On the subject of the importance of science education, two-thirds of parents, teachers and school and district administrators agree that improving science education should be a top national priority; and over 55% of middle and high school students say that learning science is important for success in high school and college.
“It’s evident that most people recognize that science education must be elevated to a level of national importance so that students can participate successfully in a global economy,” says Wayne Grant, Ph.D., chief education officer for PASCO. “This research gives us insight into what educators and students need and what they value. The results of this project validate PASCO’s long-held belief that hands-on, inquiry-based learning not only engages students, but also gives them a deeper level of understanding of science and makes it more relevant in their lives. From parents to educators to students, this study shows great awareness of the value of high-quality science education.”
In the report, students share their ideas about the relevance of science education to their future, experiences with science education, recommendations for the ultimate science classroom, and strategies for recruiting them to science, technology, engineering and math (STEM) careers. In addition, educators share their views about teaching science in a 21st century classroom and the barriers they face in developing scientifically literate students.
Highlights cover what tools are used in K-12 schools, and to what degree.
- In kindergarten through fifth grade, teachers primarily use hands-on activities, followed inquiry-based demonstrations and the use of kit-based materials. Lectures are not one of the top five instructional strategies for these grades.
- Hands-on activities also top the list of instructional strategies for middle school teachers, followed by lectures, inquiry-based investigations and demonstrations.
- However, high school science teachers are more likely to use a lecture format in the classroom than hands-on activities.
Students also give voice to what science means to their education.

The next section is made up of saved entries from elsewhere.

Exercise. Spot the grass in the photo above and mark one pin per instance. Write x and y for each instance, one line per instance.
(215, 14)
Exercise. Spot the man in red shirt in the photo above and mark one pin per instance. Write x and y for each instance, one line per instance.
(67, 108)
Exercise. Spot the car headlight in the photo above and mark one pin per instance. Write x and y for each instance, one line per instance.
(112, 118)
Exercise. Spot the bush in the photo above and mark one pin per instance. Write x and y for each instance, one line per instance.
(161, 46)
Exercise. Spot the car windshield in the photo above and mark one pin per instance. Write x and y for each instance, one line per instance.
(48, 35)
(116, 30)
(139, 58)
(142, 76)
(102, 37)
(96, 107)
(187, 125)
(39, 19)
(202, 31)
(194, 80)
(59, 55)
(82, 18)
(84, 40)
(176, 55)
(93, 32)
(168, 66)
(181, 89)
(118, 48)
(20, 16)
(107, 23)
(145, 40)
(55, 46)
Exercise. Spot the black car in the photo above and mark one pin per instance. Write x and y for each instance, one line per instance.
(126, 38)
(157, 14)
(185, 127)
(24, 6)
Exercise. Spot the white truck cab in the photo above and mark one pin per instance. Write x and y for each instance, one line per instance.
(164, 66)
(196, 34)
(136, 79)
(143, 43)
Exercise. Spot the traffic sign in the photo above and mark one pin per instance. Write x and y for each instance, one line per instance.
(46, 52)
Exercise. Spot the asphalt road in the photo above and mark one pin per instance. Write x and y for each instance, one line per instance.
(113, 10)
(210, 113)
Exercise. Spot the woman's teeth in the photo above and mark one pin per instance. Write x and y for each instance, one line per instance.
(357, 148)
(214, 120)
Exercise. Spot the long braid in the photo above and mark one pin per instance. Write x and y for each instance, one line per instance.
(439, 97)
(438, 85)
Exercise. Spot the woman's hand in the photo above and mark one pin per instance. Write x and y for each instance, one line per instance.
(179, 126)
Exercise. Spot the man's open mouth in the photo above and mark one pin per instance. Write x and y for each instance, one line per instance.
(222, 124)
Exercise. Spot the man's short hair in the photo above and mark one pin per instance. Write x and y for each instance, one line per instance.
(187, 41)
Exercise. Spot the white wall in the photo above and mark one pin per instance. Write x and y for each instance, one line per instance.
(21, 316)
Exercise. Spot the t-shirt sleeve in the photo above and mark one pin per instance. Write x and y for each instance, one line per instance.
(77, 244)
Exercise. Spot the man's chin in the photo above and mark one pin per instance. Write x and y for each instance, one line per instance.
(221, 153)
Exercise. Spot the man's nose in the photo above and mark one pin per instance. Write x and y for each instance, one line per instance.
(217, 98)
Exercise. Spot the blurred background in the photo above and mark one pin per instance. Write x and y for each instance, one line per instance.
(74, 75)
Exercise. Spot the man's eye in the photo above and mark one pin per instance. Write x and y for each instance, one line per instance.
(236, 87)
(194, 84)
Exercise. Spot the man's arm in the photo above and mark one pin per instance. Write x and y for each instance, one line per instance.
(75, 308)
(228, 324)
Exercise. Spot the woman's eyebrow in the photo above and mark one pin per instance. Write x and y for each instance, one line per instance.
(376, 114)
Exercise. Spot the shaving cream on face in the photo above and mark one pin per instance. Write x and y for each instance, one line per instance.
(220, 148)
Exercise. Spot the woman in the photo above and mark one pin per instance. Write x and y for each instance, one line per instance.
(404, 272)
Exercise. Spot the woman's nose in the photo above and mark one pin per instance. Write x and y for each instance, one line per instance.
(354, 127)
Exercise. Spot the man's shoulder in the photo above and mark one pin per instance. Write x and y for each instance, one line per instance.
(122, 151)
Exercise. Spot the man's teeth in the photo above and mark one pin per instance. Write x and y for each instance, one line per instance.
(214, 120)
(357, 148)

- 40% say that it helps develop problem solving and critical thinking skills.
- 46% acknowledge that they may want a job someday in science and learning science is important for that goal.
- The study shows that 20% of students in grades 3-5, 17% of students in grades 6-8, and 21% in grades 9-12 are very interested in a job in science, math, technology or engineering.
- Additionally, 34% of students in grades 3-12 say they may be interested in a career in a STEM field if they knew more about those jobs.
Other highlights include the views of middle and high school students and parents on how to improve science education.
- A teacher who is excited about science was the number one response from parents and students.
- In grades 6-12, 48% of students say they want to use animations to visualize difficult concepts, or interactive simulations to practice what they have learned.
- 46% say conducting real research on interesting topics is important.
- 45% put using technology based tools to conduct scientific investigations at the top of the list.
- Only 20% of the students say, “reading the textbook” would improve science education for them.
Download the complete report (PDF, 732 KB) | Go to the Project Tomorrow website.
About Project Tomorrow and the Speak Up Project
Project Tomorrow (formerly known as NetDay) is a national education nonprofit organization committed to insuring that every student is well prepared to become tomorrow’s innovators, leaders and engaged citizens of the world. Project Tomorrow’s mission is to support and promote the effective and appropriate use of science, math and technology resources in K–12 education so that every student has the opportunity to fully participate in today’s global economy and community. Since 2003, the Speak Up Project has collected the authentic views of over 1.2 million K-12 students, parents and educators about science, technology and 21st century education and the annual data informs national, state and local policies and programs to improve education for all children.